During the meeting, council member Lynne Wigens said she fully supported the move to increase the hours of simulated practice, but warned that there was “an inequity around simulation practice resources” within education institutions across the UK.
Ms Wigens noted that the NMC should begin to look at the availability of simulation resources across universities and other institutions, “to scope the preparedness of areas to have further increases in simulation”.
Finally, the new changes would also see the removal of EU requirements about the settings in which nursing and midwifery practice placements must take place.
The regulator said this would allow students to complete their practice learning in the settings most relevant to them.
Council members identified that there were differences across the four devolved nations in how the changes were received.
Hugh Bayley, NMC council member, noted that countries such as Northern Ireland and Scotland appeared less likely to agree with the changes, because the “majorities in the [EU] referendum voted against the UK leaving the EU”.

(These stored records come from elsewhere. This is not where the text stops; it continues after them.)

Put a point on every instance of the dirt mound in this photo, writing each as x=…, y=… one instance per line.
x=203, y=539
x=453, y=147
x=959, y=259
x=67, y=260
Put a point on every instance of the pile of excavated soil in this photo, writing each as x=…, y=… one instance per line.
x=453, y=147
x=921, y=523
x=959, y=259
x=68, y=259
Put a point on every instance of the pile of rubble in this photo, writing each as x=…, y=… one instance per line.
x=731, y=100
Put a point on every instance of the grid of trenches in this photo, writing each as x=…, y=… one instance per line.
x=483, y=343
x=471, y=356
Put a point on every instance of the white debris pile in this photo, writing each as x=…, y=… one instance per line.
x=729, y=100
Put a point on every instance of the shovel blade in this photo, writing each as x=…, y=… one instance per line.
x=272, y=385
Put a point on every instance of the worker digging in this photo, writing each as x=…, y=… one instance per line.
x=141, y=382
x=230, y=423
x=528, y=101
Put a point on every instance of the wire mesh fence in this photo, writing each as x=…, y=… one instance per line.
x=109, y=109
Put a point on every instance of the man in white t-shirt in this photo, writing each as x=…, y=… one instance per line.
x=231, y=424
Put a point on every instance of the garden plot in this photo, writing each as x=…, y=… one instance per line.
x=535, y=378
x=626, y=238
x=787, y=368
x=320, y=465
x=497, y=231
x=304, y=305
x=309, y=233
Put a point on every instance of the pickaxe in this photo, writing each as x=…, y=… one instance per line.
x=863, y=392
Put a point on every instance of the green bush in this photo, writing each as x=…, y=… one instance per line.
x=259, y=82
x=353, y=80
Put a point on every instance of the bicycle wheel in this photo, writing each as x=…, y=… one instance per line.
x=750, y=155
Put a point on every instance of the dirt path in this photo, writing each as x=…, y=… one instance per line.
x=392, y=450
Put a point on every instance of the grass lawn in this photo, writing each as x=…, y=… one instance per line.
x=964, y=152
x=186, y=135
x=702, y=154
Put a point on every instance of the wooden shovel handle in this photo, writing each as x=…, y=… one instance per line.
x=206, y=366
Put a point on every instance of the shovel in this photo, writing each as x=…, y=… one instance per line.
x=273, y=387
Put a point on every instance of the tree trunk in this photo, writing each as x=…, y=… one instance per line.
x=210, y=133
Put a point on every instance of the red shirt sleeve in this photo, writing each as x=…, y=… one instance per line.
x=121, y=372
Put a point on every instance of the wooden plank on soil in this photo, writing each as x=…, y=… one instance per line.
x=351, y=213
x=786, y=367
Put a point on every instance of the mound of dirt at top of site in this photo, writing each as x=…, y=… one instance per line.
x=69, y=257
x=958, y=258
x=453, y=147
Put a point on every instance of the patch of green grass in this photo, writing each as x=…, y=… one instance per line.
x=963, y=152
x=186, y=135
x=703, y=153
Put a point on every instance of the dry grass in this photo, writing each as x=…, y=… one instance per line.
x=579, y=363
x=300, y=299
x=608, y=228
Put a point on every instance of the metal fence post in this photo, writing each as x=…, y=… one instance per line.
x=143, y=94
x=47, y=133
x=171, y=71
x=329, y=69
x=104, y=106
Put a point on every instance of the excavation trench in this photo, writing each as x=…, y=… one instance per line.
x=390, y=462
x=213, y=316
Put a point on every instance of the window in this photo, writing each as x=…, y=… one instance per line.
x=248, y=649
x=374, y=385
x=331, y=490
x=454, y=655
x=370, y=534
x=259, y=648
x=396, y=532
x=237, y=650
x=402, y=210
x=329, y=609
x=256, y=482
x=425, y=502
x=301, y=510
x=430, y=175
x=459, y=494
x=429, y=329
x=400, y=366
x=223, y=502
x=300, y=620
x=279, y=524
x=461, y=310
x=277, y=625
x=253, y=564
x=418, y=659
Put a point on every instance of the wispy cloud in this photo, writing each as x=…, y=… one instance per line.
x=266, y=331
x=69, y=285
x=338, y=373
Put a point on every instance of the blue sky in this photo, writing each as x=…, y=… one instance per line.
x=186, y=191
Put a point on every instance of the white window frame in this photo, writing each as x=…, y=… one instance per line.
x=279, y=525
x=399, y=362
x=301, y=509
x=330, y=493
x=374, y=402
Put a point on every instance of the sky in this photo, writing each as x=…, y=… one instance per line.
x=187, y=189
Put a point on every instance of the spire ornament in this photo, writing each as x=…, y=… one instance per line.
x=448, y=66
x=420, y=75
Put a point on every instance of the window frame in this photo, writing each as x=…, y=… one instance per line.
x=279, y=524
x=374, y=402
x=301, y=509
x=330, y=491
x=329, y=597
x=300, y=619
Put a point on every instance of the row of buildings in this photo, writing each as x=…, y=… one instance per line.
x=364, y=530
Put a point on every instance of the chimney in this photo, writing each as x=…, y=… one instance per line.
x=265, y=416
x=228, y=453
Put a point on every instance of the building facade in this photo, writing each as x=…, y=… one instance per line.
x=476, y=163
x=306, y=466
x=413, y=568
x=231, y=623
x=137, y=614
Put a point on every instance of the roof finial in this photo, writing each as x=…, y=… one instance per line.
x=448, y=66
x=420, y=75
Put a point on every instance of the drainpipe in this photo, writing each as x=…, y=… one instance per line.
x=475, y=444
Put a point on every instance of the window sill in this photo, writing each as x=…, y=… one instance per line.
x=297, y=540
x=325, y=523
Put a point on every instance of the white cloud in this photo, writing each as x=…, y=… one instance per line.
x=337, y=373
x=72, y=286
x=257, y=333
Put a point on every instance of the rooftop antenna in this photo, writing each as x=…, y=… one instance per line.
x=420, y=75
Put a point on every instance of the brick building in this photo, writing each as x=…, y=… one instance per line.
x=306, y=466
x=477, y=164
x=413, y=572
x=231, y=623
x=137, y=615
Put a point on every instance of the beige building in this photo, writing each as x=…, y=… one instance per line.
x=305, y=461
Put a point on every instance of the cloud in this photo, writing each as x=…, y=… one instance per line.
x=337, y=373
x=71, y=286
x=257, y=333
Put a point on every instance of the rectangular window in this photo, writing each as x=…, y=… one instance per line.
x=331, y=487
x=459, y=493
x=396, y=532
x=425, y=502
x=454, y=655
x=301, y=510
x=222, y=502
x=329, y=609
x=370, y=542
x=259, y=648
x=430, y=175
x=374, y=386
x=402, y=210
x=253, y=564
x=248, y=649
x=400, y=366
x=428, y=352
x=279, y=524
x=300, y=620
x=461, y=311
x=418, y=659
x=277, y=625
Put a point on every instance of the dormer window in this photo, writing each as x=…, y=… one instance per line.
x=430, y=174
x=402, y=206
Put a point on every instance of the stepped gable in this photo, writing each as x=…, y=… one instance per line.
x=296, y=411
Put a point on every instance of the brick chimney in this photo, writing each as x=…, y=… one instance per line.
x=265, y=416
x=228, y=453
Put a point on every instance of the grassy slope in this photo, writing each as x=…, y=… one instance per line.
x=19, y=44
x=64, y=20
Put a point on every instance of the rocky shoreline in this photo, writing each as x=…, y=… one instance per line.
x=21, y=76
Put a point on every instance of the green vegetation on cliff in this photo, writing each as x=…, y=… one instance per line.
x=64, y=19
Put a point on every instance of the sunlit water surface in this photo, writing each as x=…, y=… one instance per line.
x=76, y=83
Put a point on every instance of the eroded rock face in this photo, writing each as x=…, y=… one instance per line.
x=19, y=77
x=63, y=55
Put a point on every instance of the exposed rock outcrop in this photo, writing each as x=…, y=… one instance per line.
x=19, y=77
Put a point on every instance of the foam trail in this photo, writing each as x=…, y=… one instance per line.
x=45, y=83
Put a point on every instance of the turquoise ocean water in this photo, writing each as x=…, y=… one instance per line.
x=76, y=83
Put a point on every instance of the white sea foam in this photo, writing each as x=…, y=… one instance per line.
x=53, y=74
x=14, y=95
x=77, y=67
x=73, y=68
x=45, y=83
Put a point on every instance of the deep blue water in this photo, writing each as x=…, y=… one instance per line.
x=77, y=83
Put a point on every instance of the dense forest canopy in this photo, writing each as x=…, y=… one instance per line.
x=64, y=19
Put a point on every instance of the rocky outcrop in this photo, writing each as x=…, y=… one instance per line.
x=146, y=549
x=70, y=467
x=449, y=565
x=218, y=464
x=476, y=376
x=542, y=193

The council papers stated that it would be possible for government and education commissioning bodies in each of the four countries to require universities to remain fully aligned to the EU directive standards, should they choose to do so.

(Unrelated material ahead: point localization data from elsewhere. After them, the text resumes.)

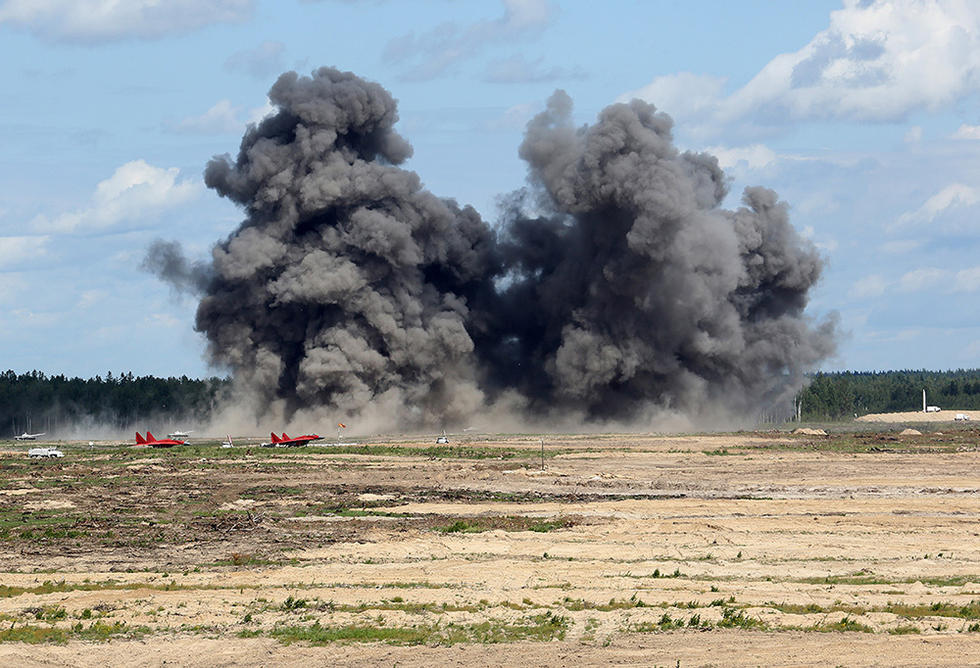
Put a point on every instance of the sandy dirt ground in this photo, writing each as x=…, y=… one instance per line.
x=737, y=549
x=919, y=416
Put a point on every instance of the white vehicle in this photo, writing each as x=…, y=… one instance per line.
x=44, y=453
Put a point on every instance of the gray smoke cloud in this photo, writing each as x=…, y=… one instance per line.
x=614, y=287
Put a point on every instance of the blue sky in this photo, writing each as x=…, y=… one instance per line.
x=862, y=116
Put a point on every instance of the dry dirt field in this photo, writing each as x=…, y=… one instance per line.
x=764, y=548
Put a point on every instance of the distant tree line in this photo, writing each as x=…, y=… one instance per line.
x=36, y=402
x=832, y=396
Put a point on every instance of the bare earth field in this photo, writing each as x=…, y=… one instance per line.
x=858, y=548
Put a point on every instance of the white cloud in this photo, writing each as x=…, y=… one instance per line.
x=222, y=118
x=17, y=250
x=430, y=54
x=828, y=244
x=927, y=278
x=27, y=318
x=756, y=156
x=517, y=69
x=95, y=21
x=967, y=132
x=952, y=197
x=876, y=61
x=514, y=118
x=967, y=280
x=135, y=191
x=682, y=95
x=869, y=286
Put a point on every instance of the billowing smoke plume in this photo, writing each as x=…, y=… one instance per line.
x=615, y=285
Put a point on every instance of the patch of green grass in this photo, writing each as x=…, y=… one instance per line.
x=544, y=627
x=866, y=578
x=733, y=618
x=844, y=625
x=97, y=631
x=904, y=629
x=507, y=523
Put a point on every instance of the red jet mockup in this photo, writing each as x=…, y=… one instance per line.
x=154, y=443
x=285, y=441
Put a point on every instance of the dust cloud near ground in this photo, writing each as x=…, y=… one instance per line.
x=755, y=548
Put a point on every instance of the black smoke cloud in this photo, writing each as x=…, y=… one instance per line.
x=615, y=286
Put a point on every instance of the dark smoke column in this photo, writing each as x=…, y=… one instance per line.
x=631, y=289
x=347, y=285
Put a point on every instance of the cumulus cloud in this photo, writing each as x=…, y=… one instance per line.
x=953, y=197
x=97, y=21
x=135, y=191
x=878, y=60
x=261, y=62
x=432, y=53
x=965, y=131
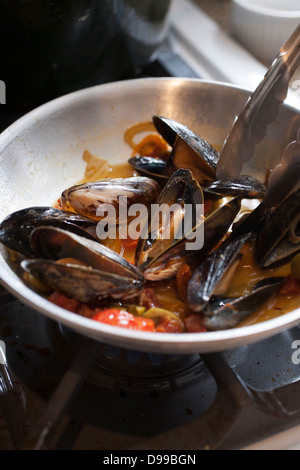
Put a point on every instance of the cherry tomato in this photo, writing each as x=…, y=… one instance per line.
x=124, y=319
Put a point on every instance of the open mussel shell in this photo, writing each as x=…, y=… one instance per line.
x=244, y=186
x=273, y=243
x=213, y=275
x=190, y=150
x=110, y=194
x=224, y=313
x=84, y=284
x=16, y=228
x=167, y=224
x=55, y=243
x=90, y=271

Andrea Sutcliffe, NMC chief executive and registrar, said: “It’s essential that nursing and midwifery education is accessible to the broadest possible range of students and prepares them to meet people’s changing and increasingly complex needs.
“That’s why we’ve drawn on evidence and best practice to propose changes that will widen access to courses and give students the best possible education that enables them to provide excellent care to people.”
The NMC agreed during the meeting that it intended to undertake further work around nursing programme standards, particularly around the number of practice learning hours.
Although there has been support to move forward in setting a reduced minimum number of practice learning hours, it said that it had not consulted on such a significant change.
In its recent council papers, the NMC said: “We need to explore the impact of such a change… and consider ways to mitigate any risks in reducing the minimum practice learning hours.
“Executive board with support from council have agreed to an additional phase of this work to explore this option further.”
Ms Sutcliffe added: “We’ll keep students, educators, and our stakeholders updated about these changes and any further work as we move forward and explore even more flexible options.”
The regulator also announced during the meeting that changes to its English language requirements will begin to be implemented at the beginning of February 2023, and will be fully in force by the summer.